Friday, December 14, 2012
That Ole Devil Called Passion: Should We Stifle It Because It Can Kill, Like the Deep Blue Sea?
"What would you replace it with?"
"A guarded enthusiasm.... It's safer."
"And much duller."
So goes the tense dinner exchange between Hester Collyer (Rachel Weisz, currently enjoying Oscar buzz for her performance) and her mother-in-law (the guardedly enthusiastic one -- though unguardedly dour -- played by Barbara Jefford) in the 2011 film adaptation of Terence Rattigan's 1952 adultery-themed play The Deep Blue Sea, which is a little like Take This Waltz set in 1950 London instead of modern-day Toronto.
I understand Mother Collyer's fear of giving in and letting go. Passion may be vibrant and thrilling, making you feel as if you're really alive, but it can be dangerous, too. It can cause you to act completely out of character, crazy in love, lust or hate, violently happy, sad, angry or mad. Enthusiasm is safer. It's so much easier to recover from enthusiasm.
But sound as Mother Collyer's reasoning might be, I wouldn't dream of encouraging such stereotypical British uptightness. I share Hester's distaste for sports and her tendency to feel everything, truly, madly, deeply. I raise my voice, I gesticulate wildly, I laugh uncontrollably. Cackling like a hyena, head flung back, mouth wide open, might be ugly, but it feels a lot better than the prettier alternative: a smirk and a giggle. What's life without a little messy? That's how you know you're living it, which is the excellent point Meryl Streep made to Uma Thurman in the movie Prime.

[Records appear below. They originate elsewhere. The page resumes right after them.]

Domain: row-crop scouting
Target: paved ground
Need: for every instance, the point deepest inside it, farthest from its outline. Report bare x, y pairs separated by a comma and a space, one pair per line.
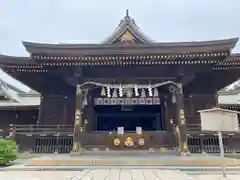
136, 159
110, 174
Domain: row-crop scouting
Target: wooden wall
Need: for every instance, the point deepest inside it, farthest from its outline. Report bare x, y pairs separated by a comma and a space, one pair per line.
21, 117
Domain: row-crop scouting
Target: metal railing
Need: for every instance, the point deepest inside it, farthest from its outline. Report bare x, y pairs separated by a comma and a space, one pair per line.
52, 138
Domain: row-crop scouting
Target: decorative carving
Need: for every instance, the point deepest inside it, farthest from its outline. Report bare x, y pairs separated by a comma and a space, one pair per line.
127, 37
127, 101
129, 142
141, 142
116, 141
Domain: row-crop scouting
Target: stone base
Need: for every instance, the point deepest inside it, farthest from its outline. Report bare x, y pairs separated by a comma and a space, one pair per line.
81, 151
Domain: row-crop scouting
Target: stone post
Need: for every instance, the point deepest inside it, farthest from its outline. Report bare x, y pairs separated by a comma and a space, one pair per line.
78, 128
181, 119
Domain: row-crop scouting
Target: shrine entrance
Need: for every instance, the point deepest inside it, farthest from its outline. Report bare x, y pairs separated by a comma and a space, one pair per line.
148, 117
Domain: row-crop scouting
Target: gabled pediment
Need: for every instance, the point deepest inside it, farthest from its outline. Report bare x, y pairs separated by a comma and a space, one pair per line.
127, 32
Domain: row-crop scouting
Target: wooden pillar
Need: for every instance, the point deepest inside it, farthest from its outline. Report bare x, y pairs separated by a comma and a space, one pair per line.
64, 120
40, 111
166, 117
78, 129
181, 119
216, 101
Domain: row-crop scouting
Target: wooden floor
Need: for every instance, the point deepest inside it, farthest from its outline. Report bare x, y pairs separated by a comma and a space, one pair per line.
109, 174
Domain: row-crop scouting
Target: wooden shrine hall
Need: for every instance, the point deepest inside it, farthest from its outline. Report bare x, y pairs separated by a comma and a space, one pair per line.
127, 91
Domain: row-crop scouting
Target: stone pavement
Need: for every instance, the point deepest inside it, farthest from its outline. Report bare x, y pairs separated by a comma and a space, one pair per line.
109, 174
144, 159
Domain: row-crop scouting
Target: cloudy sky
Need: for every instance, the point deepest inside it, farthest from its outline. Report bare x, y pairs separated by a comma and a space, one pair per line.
90, 21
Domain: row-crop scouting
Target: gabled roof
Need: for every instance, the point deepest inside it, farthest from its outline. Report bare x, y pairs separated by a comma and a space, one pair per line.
218, 109
127, 31
224, 45
233, 88
17, 99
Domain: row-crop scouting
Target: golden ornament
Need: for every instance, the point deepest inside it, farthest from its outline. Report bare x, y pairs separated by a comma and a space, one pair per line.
128, 142
141, 141
116, 141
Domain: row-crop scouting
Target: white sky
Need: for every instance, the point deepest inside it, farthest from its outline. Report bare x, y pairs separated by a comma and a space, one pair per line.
86, 21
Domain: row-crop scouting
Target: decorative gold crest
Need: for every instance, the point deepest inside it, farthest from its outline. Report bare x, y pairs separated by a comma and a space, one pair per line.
141, 142
116, 141
129, 142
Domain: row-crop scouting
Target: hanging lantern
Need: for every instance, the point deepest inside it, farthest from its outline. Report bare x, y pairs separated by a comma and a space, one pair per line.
108, 92
136, 90
174, 100
155, 93
120, 91
143, 93
114, 93
150, 90
129, 93
103, 92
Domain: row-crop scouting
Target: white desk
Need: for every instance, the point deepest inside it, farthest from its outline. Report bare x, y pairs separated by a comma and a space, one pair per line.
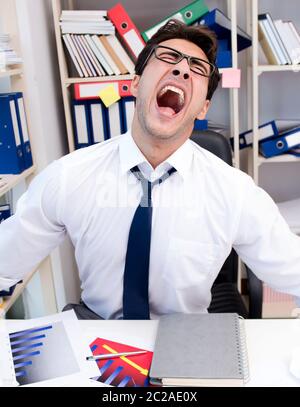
269, 344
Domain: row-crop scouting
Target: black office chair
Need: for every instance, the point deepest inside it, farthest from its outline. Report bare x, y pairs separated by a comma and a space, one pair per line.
225, 294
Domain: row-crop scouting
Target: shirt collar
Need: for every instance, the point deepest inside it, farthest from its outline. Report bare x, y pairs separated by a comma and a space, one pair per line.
131, 155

What's life without danger and risk, extreme highs and lows that can lead to something ugly -- like attempted suicide, Hester's fate -- but can also lead to something beautiful that makes us feel more alive than we ever thought possible? Lose your heart, lose your head, lose control. Just lose something.
Pain is an unavoidable fact of life. It's better to deal with it when it shows up than to make a preemptive strike to banish it from your existence completely. Last night I was speaking to a couple that lives a few floors down from me, and we were commiserating about an affliction I share with both husband and wife: chronic migraine headaches, which, for all of us, seem to be worse in Bangkok than anywhere else. (We all blamed the intense heat and inner-city pollution.) I told them about the doctor in Buenos Aires who once prescribed for me an anti-depressant as a preventative measure against my headaches. I took them for one week, during which I didn't have a single pain in the head.
The problem was I didn't feel much of anything anywhere else. I missed my passion of mind, my ups and downs, my sex drive, which for many of us, is the center of passion. (Would you prefer a lover who is passionate or one who is guardedly optimistic, which is much easier to fake?) I felt like the walking dead, haunting the streets, haunting my own soul. If those pills were making me feel so depressed, I couldn't imagine what they must do to the clinically depressed.
I flushed them down the toilet and returned to my regularly scheduled headache. Though it hurt like hell, l liked knowing that I'd still feel everything -- the bad and the good -- as passionately as ever when the pain pain went away. I knew it would come again some other day, but I'd rather live with a 50 percent chance of pain in my head if it means I get to feel 100 percent of everything else.